Ovviamente lo specialista psichiatra è il punto di riferimento in questo percorso. Ma non bisogna dimenticare che una patologia psichiatrica di per sé non rappresenta un motivo per definire che una persona non è in grado di realizzare cosa sta facendo. Appunto se è o meno capace di intendere e di volere.

Sul tema ecco il parere di Enrico Zanalda, Presidente della Società Italiana di Psichiatria Forense in occasione di un convegno che ha visto l’interscambio tra conoscenza diverse. La società scientifica, in particolare, raccoglie gli esperti che valutano i risvolti medico-legali e le problematiche forensi che si affrontano in ambito penale e civile con soggetti affetti da patologie psichiche. Queste valutazioni servono a stabilire le condizioni mentali di un soggetto in riferimento a un particolare reato e a un preciso momento del corso giudiziario.

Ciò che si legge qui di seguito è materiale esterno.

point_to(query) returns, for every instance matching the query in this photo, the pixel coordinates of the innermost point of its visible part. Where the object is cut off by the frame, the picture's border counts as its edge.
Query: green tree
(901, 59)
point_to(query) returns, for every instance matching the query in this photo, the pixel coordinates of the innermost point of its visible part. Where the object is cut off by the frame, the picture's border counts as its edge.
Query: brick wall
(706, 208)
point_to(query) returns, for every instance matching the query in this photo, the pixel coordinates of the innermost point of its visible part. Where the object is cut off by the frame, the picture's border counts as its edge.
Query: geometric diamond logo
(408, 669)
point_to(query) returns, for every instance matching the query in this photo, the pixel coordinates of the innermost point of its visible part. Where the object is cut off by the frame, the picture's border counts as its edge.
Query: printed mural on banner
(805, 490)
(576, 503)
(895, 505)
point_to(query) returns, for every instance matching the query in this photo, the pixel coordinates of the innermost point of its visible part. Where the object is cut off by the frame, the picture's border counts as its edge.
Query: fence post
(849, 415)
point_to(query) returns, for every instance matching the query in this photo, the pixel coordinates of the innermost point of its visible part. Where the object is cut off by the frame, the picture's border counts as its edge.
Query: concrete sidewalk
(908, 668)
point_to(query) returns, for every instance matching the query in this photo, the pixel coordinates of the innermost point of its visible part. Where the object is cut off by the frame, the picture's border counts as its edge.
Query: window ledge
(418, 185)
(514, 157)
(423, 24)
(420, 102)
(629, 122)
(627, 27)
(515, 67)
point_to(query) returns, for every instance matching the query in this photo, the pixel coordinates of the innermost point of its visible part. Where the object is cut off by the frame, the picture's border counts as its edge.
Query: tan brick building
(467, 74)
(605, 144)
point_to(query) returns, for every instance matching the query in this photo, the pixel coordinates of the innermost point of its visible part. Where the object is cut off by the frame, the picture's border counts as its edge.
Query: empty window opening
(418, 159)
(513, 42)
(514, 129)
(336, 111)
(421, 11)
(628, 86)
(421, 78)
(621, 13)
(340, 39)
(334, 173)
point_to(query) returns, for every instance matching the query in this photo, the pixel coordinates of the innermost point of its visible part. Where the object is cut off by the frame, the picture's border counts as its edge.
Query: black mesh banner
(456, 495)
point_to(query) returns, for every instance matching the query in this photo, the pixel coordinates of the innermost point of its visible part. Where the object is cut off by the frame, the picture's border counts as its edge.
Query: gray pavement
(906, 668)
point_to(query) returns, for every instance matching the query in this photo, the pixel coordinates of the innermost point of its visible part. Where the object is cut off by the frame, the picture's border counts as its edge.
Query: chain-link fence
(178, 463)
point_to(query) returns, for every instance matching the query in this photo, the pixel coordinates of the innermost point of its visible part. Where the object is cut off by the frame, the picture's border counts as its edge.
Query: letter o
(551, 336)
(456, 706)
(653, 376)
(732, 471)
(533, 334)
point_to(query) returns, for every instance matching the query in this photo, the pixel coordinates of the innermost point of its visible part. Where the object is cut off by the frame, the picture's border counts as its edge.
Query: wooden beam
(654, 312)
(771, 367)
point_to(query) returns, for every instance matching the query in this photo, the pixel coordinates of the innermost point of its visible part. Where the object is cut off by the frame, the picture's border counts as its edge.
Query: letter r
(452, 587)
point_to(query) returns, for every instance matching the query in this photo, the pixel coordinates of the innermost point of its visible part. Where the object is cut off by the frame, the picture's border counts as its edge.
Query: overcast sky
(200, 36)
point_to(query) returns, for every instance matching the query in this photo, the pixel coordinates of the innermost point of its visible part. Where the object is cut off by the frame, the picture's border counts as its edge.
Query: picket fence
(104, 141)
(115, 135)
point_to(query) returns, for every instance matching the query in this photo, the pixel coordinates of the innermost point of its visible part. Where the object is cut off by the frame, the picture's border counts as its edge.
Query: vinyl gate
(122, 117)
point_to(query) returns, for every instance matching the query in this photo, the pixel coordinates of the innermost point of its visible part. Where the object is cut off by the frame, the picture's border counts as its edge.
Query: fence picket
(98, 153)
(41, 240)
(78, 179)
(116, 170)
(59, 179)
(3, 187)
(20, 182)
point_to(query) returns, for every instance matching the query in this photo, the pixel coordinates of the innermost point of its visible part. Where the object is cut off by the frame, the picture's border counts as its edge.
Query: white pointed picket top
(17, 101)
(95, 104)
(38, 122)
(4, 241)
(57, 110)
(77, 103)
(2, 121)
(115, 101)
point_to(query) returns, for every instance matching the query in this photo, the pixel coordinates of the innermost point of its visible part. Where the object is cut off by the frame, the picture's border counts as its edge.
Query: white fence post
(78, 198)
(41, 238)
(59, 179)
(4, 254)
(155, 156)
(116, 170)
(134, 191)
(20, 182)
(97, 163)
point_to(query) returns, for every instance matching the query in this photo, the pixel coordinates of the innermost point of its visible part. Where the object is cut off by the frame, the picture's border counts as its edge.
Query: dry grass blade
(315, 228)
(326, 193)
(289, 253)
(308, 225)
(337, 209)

Cosa vuol dire incapacità di intendere e di volere e cosa comporta

“Quando si dice che una persona non è capace di intendere e di volere, si intende che non è in grado di comprendere la natura e le conseguenze delle proprie azioni – precisa subito Zanalda”. Questo può accadere a causa di gravi disturbi mentali che impediscono di distinguere tra il bene e il male o di controllare i propri comportamenti in modo adeguato. Se durante un crimine la persona non è in grado di capire l’illegalità delle sue azioni, la legge può riconoscere una diminuzione della responsabilità penale. In ogni caso, quando un soggetto viene giudicato in parte o del tutto incapace di intendere e di volere, si creano situazioni da conoscere meglio. In caso di incapacità parziale “la persona coinvolta può ricevere una riduzione della pena di un terzo (secondo l’articolo 89 del Codice Penale) – segnala Zanalda. Se invece viene giudicata totalmente incapace, può essere prosciolta (secondo l’articolo 88 del Codice Penale). Tuttavia, la persona può comunque essere considerata pericolosa per la società e quindi sottoposta a misure di sicurezza, come il ricovero nelle Residenze per le Misure di Sicurezza (REMS) o la libertà vigilata. In Italia sono circa 8000 le persone che hanno uno di questi provvedimenti, di cui 670 circa degenti all’interno dei REMS, mentre il 90% è vincolato a percorsi di cura territoriali (libertà vigilata) che per l’80 % vengono realizzati in strutture residenziali riabilitative psichiatriche (SRP)”.

Quali difficoltà implica seguire queste persone

“Una delle principali criticità è la lista di attesa per l’accesso alle REMS, che sono strutture con una capacità limitata rispetto ai vecchi Ospedali Psichiatrici Giudiziari (OPG), dismesse ormai da 10 anni – conclude l’esperto. Sono strutture sanitarie regionali la cui capienza di posti letto a livello nazionale è volutamente meno della metà della capacità che avevano i vecchi OPG (1600 posti circa). Inoltre, c’è un uso eccessivo delle misure detentive da parte della magistratura e una gestione inadeguata dei pazienti con disturbi antisociali di personalità, che occupano posti senza trarre alcun beneficio dai programmi riabilitativi sanitari. Questo crea un collo di bottiglia che impedisce ad altri pazienti di ricevere le cure necessarie. Per migliorare la situazione, è essenziale una maggiore collaborazione tra il sistema sanitario e quello giudiziario auspicando una pianificazione più intensa di convegni tra magistrati, avvocati, psichiatri, psicologi e altri operatori sanitari e dell’amministrazione penitenziaria come quello di Milano il 24 maggio”.